Rovigo è forte per il Movimento lavoratori di Azione Cattolica sostenuto dalla base associativa. A Gorizia è partito un percorso per le famiglie su Area Famiglia e Vita rivolto soprattutto alle giovani coppie. Trieste sta facendo delle riflessioni su tematiche importanti come : “La scelta religiosa” fatta dall’A.C. nazionale nel ’69 , rilanciata poi nel  2007 in occasione del 140° a Castel San Pietro Terme , inoltre la stessa diocesi pone l’accento sulla scelta democratica e sull’identità associativa in A.C.. Bisogna riprendere la storia e le scelte fatte per capire anche il presente. Chioggia con le maniche rimboccate rilancia  l’associazione e si sta incamminando assieme ad altre associazioni diocesane per -abitare una civiltà multietnica- : “Cittadini del mondo” a favore dell’integrazione sociale degli immigrati nel Nord Est. Concordia e Pordenone con un gruppo pensante riguardo alle tematiche dell’oggi vuol rivitalizzare l’associazione, inoltre ospita i giovani di Gorizia nei propri campi estivi, e con loro condivide  il mitico paese di Maniago divenuto tappa fissa per gli incontri sportivi interdiocesani tanto da essere contemplato nei calendari.

Come non ricordare Venezia, sede del patriarcato, dove l’apertura all’altro è divenuta attività condivisa con altre associazioni, verso i giovani stranieri in modo particolare.

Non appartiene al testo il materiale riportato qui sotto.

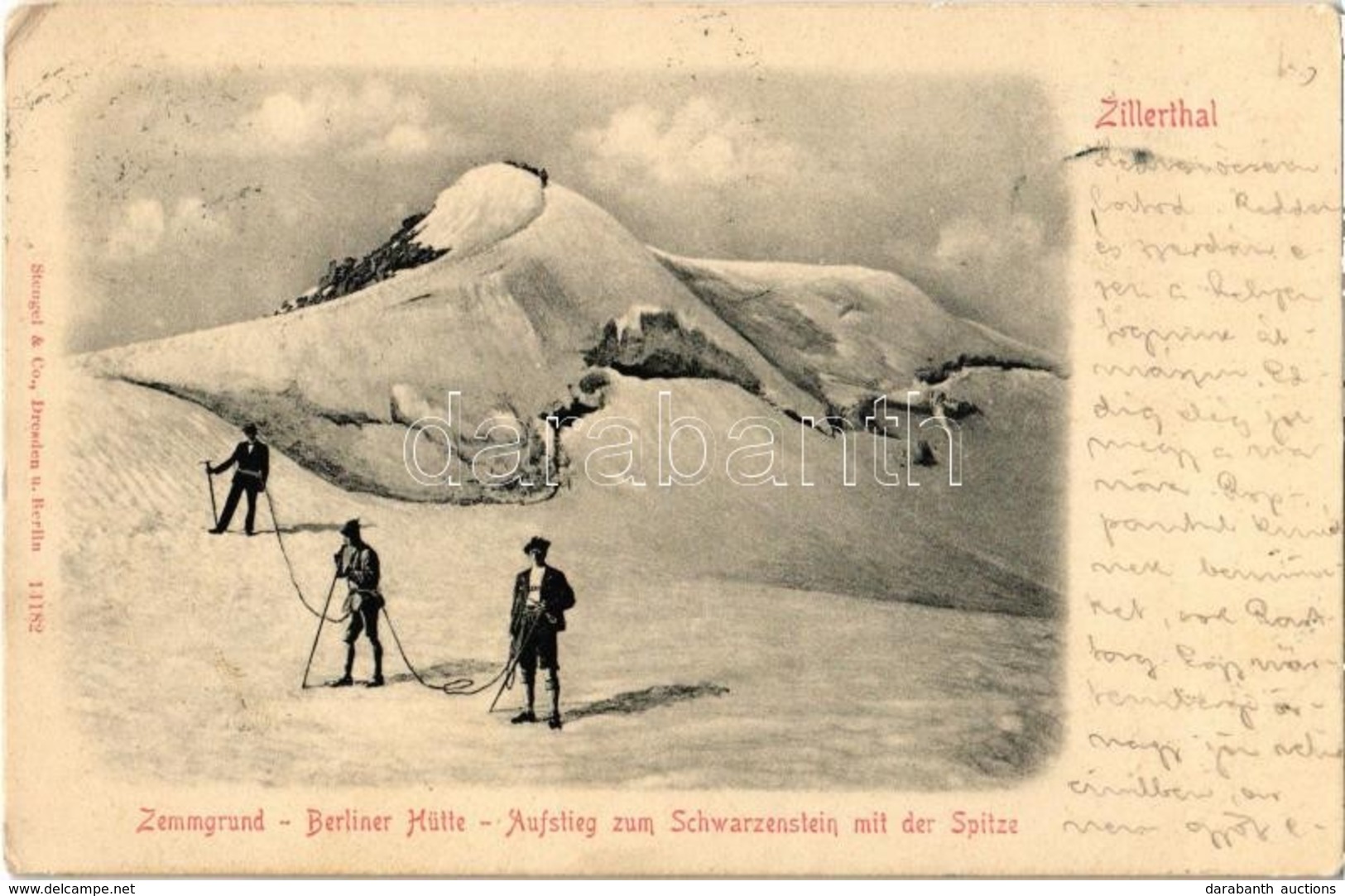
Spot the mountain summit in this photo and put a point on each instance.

Conosciuta sui giornali diocesani e laici come il Gazzettino.  Anche il cardinal Scola faceva lavorare questa associazione, in modo particolare per la visita del Papa a Venezia .

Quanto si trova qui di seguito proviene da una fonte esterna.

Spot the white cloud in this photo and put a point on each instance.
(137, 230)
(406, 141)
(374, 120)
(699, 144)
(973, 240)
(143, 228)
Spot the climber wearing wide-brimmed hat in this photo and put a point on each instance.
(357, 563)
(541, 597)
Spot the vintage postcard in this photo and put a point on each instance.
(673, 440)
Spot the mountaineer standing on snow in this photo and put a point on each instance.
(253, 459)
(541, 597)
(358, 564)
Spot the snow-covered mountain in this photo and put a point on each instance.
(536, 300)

Quanto ripreso è solo parte del lavoro che le diocesi portano avanti, qualcosa di particolare per ricordarle tutte. Ci è stato anche detto che la delegazione deve aiutare le diocesi a creare relazioni e magari come l’uomo ragno lanciare appigli a cui aggrapparsi, questo è molto bello . Come il cieco però anche noi a volte abbiamo la vista ridotta o nulla per cui magari , e perché no, dateci qualche dritta. Solo insieme potremo camminare meglio e vedere più lontano. E come dice il proverbio: ”una mano lava l’altra ma entrambi lavano il viso”.